May 2016


- 1. The results for 2015 and forecasts for 2016 are not generally very optimistic. With all the currency fluctuations we’re seeing, it looks as though some markets are saturated. As an independent manufacture at the top of the haute horlogerie segment, we produce around 900 watches a year; collectors have proved loyal to the brand and maintained their interest in our creations. Although 2015 was an excellent year for us in terms of sales, we’re still going to be cautious during the first six months of this year.

- 2. For us, it will be a year of consolidation while remaining attentive to our customers. We’re not planning any closures nor any openings. As well as the best retailers, we have a network of 10 boutiques, eight of which belong to us. That puts us very close to our customers. I’m currently working on a watch with large complications and taking advantage of this time to bring some models in our collection into line with current tastes. Where communications are concerned, we’ll continue to cultivate our difference with promotional events by our boutiques for our small group of collectors. Plus a new catalogue and a revamp for our website after ten years of loyal service.

- 3. I’ve been asked this question several times. No, the arrival of smartwatches is not a threat to mechanical watchmaking, just the opposite. Young people today read the time from their mobile phones, and for them this new smart gadget is the first watch they’ve ever bought. In time, they’ll want to buy a real watch and they’ll be our future customers – even if an F. P. Journe watch won’t be the first they’ll buy. Watchmaking is 600 years old, give or take a few economy-related interruptions, and this inertia always gives me faith in the future.

- 4. We don’t have a booth at Baselworld since we hold our annual show in January simultaneously with the SIHH but in our manufacture’s own showroom in the centre of Geneva. For us, the week of January 18-22 should confirm that the year ahead will be a good one and allow us to schedule production serenely.
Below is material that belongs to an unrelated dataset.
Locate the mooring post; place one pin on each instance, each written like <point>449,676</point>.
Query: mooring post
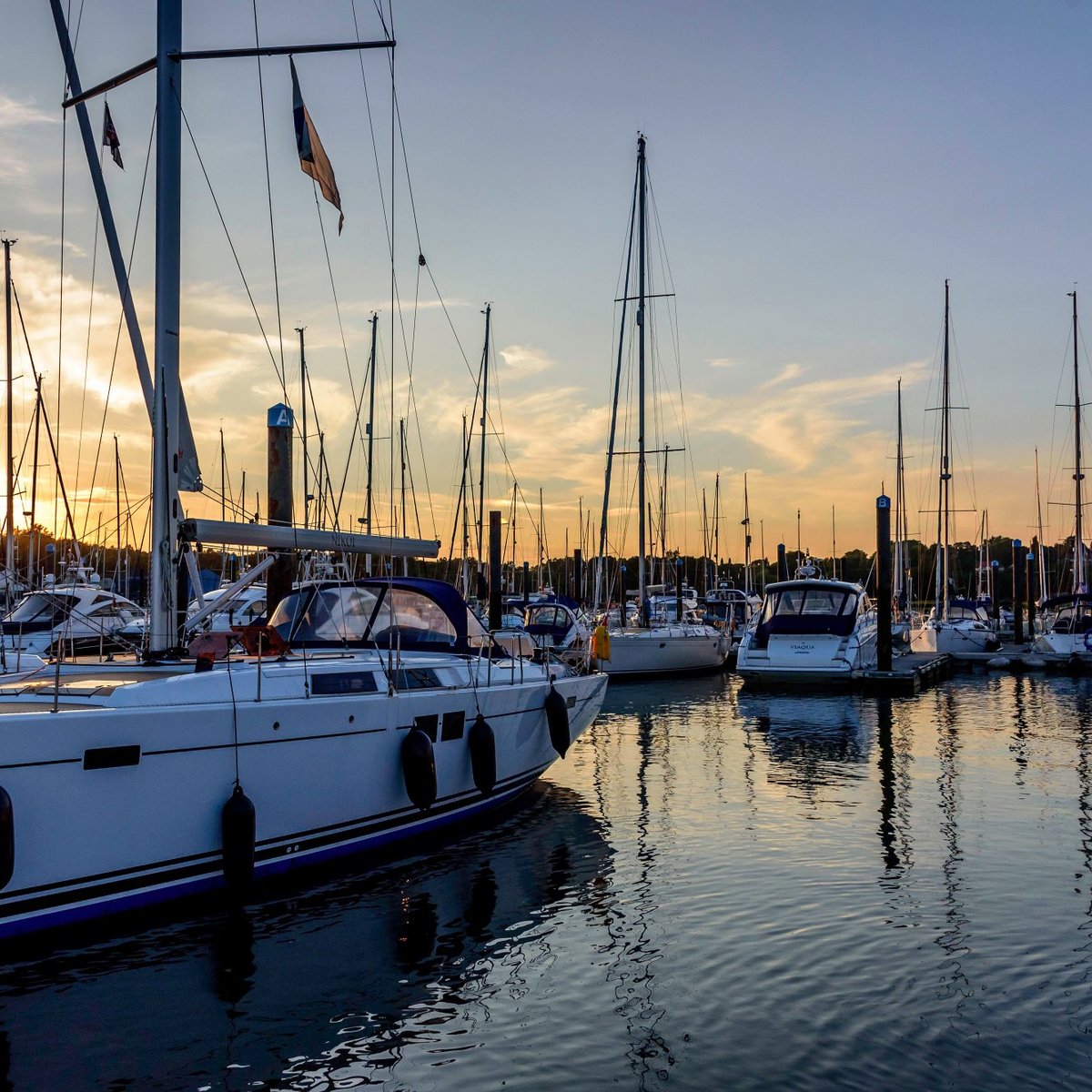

However, in Basel on 17 March, we’re organising a press conference for the second year running on the awards ceremony for the Young Talent Competition, of which I am the sponsor together with the AHCI. That confirms our position as the defender of watchmaking values, one priority being to pass on know-how and help the young watchmakers of tomorrow gain visibility. I wish this kind of competition had existed in my day, it would have made the beginnings so much easier.


1. What are your predictions for 2016? Do you think that exports will recover, or will the markets stagnate or continue to decline after the slump we saw in 2015? And what do you think were the reasons for the downturn in 2015?

2. What are your priorities for the coming year: consolidating your existing markets, actively exploring new markets (if so, which), rationalising / consolidating / expanding your distribution network, launching new products, PR initiatives, etc.?

3. Over the longer term, do you believe that mechanical watchmaking will gradually die out, hybridise, or continue to occupy its own exclusive niche? Do you see the advent of smartwatches as a potential threat, or an opportunity for growth and diversification?

4. What exactly do you hope to achieve from your participation in Baselworld 2016? Do you feel your presence at the fair is essential to your business, or are such forums less important now than they were in the past?